On Fri, Sep 18, 2009 at 10:51 AM, Michael Peters <mpet...@plusthree.com>wrote:

> On 09/18/2009 11:15 AM, James Smith wrote:
>
>  But cookies are in general not big enough to store the information that
>> a user would store on a website!
>>
>
> I'm not talking about eliminating a permanent data store for your users.
> I'm talking about replacing the session specific things. How much session
> specific data do you really need to store? If it's bigger than 4K per-user
> than yes you can't use a single cookie. But like I said before, the
> situations that you really need more than that for *session specific* data
> are pretty rare.
>

In my case, in almost all instances, the only thing I would want to store is
authenticated userid. But I cannot exclude other possibilities. Right now I
use Apache::Session to store a hash in a mysql table "sessions".

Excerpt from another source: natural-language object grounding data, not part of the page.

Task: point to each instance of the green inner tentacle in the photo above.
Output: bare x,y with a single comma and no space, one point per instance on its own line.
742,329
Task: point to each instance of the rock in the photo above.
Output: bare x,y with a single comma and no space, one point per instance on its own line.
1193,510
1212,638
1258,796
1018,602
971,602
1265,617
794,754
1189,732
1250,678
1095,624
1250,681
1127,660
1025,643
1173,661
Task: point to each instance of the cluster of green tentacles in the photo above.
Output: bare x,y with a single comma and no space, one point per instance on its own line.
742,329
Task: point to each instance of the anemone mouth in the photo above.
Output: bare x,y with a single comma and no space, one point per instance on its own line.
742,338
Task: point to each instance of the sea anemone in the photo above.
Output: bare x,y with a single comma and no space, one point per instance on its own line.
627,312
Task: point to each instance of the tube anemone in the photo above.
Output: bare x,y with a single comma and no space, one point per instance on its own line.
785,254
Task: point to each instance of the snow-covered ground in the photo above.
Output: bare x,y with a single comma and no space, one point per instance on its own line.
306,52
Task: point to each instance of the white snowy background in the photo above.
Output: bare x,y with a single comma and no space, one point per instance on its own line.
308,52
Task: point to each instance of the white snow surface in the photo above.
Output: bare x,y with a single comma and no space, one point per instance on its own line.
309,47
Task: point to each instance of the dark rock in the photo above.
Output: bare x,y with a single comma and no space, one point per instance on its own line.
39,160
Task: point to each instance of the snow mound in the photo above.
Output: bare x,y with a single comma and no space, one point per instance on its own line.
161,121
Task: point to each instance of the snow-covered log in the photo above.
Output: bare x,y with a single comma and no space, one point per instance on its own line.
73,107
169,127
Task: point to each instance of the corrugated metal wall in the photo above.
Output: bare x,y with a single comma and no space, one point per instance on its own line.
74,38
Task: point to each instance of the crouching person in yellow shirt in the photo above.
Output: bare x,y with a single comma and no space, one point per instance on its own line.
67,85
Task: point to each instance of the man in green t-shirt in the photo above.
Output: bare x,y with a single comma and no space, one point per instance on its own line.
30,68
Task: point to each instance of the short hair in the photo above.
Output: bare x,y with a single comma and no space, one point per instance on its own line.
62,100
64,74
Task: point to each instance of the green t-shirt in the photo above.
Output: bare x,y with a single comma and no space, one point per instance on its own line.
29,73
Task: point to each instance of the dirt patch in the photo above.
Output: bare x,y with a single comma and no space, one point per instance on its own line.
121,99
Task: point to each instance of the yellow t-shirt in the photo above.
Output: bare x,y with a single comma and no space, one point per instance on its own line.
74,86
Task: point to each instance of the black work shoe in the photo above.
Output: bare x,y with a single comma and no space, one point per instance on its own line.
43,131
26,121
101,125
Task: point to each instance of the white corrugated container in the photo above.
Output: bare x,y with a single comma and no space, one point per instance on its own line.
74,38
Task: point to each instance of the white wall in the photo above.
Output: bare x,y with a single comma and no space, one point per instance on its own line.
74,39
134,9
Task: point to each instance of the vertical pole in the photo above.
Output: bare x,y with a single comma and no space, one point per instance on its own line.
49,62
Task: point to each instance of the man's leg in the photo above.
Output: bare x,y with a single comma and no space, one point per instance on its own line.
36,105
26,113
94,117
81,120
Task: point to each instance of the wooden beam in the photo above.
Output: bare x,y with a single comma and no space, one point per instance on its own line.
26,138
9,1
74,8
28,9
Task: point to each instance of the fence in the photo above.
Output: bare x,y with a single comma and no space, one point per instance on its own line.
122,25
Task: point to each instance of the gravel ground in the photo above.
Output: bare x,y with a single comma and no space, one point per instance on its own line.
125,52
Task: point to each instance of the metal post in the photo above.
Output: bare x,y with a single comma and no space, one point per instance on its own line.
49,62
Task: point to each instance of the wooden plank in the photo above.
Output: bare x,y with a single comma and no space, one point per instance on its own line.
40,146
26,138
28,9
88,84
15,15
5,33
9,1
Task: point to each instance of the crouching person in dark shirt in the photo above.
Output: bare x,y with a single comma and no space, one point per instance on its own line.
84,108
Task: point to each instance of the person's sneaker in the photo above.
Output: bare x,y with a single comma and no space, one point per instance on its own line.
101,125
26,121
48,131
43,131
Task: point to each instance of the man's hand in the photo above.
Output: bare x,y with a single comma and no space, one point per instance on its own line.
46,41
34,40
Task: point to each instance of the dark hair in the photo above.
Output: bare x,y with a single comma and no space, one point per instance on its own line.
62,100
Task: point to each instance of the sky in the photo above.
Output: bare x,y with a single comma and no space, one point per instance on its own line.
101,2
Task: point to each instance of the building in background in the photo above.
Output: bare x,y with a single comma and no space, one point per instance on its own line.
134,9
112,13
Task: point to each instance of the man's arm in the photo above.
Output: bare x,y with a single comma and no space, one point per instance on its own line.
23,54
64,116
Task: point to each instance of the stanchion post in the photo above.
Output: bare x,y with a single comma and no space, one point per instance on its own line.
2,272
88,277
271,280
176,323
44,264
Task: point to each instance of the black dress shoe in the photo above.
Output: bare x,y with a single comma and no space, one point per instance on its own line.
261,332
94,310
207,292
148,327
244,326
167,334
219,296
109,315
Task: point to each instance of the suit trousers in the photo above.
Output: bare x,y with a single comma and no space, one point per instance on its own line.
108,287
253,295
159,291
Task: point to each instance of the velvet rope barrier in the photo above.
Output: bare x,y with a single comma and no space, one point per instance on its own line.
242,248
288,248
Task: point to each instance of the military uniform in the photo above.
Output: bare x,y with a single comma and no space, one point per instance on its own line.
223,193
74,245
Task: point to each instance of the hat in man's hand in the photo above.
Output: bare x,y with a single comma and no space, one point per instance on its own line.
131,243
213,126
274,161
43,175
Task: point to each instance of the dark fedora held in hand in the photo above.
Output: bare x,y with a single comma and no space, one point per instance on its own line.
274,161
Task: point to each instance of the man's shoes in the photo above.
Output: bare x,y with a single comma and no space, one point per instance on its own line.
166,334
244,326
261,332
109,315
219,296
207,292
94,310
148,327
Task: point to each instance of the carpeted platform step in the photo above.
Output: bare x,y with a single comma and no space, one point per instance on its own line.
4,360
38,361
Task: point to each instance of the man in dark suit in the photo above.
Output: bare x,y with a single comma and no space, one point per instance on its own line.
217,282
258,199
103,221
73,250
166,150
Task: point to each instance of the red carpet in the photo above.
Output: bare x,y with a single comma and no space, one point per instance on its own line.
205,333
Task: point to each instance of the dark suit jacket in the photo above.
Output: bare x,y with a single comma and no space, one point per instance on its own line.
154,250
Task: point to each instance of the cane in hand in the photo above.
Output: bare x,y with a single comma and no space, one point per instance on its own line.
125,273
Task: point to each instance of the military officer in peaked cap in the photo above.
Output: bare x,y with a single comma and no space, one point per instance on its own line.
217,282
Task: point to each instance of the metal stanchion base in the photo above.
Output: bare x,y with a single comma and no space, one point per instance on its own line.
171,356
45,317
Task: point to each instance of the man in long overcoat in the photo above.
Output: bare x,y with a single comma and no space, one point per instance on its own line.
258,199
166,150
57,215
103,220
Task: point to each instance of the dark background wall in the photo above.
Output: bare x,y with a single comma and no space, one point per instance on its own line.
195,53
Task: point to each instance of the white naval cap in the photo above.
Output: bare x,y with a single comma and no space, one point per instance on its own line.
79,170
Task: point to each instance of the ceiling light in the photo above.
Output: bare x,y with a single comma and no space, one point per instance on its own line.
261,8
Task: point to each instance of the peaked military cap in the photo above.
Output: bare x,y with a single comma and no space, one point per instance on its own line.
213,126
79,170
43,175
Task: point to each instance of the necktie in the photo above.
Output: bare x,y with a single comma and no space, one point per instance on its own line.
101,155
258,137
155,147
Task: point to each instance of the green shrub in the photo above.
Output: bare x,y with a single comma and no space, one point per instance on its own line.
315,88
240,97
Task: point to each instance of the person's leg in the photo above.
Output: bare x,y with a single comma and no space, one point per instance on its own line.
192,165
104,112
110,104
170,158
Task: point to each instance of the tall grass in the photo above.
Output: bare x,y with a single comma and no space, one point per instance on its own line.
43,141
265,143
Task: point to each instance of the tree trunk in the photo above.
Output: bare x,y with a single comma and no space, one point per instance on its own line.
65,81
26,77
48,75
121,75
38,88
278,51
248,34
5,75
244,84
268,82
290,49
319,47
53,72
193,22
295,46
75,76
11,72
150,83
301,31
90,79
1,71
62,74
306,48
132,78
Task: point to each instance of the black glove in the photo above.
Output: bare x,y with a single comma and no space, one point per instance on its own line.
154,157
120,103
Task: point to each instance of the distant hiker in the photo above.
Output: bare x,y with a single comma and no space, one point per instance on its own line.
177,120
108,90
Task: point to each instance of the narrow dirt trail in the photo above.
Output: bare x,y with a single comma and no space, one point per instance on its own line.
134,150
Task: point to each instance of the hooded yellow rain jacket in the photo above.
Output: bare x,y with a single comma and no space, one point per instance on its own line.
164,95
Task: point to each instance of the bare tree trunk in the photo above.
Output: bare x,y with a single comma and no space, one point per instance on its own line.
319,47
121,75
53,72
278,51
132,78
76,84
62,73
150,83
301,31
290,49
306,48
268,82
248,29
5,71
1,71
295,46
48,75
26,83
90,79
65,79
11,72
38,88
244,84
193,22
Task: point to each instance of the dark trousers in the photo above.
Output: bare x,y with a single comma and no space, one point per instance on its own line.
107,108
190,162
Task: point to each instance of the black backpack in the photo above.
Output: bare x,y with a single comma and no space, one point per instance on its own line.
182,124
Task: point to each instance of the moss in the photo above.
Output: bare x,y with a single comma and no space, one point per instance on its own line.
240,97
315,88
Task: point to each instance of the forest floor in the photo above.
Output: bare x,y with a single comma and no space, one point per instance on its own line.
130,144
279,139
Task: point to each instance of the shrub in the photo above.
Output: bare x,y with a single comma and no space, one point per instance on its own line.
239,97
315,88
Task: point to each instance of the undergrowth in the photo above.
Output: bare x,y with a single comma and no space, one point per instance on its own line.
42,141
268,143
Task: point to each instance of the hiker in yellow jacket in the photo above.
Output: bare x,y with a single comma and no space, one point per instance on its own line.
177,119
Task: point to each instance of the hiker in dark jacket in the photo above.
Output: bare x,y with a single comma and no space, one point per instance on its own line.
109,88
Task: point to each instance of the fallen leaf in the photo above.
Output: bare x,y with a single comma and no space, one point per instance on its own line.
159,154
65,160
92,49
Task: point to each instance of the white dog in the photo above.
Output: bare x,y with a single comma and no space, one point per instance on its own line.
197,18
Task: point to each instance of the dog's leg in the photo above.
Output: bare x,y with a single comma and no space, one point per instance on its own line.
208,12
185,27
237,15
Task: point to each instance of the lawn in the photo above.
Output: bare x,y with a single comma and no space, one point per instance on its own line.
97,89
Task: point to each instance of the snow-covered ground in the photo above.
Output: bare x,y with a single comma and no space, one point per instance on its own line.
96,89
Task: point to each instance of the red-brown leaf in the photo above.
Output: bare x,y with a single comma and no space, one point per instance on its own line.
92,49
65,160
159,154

I have a "users" table that holds their profile information such as their
email, their picture, etc.

If I can find a way to set that cookie after the request is processed, I
would be very happy. I can _probably_ work around it and set cookie before
doing start_html, but I would prefer not to.

Regarding another comment on using templates, etc: I have basically a
homegrown CMS on algebra.com. And I do support templates: the presentation
is mostly decoupled from content, such as where ads are places, how
navigation aids are presented etc, is all decoupled. I can work on the new
template for a month and the users will not notice as they will see the old
template. But I like what I have as it is my own.